Veamos qué términos ha reconocido tan insigne institución en su última actualización. Son miles, sólo revisaremos unos pocos. Cubrebocas, hisopado o nasobuco, burbuja social, vacunología, ¡miren si no estarán atentos a las nuevas necesidades estos tipos! También han incorporado palabras como bitcóin, bot, ciberacoso, ciberdelincuencia, criptomoneda, geolocalizar o webinario, palabras que pasarán de moda en menos tiempo del que necesitaron para ser reconocidas.


Impresionante trabajo de estos guardianes de la tradición flemática de Castilla, unos mostros (RAE: 1. m. desus. monstruo). Ahora, eso sí, imposible que aprueben el todos y todas, el todes, el lenguaje inclusivo.

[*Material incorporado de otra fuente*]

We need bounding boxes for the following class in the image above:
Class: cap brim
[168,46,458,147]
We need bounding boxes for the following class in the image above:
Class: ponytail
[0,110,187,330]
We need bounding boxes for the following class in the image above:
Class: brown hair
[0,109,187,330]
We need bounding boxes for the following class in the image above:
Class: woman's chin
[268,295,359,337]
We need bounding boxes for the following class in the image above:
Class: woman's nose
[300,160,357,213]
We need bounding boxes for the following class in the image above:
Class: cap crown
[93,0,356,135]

La razón es imple, el todes no es la mera incorporación de una palabra que responde a una definición novedosa o a una exigencia repentina: es, por el contrario, una propuesta completamente política.
El todes es más que el rechazo a un lenguaje machista, es la última manifestación de rebeldía, es la demostración flagrante de que estamos de pie, de que estamos hasta la coronilla, de que el borde del ataque de nervios lo pasamos hace rato, de que mal o bien ¡resistimos!


La finalidad es incordiar, y si el todes incordia (hasta el Word se desconcierta con esa palabra y la subraya con una viborita roja), bienvenido sea… Si el todes vino a prodigar bufidos de eunucos, entonces ¡que viva el todes!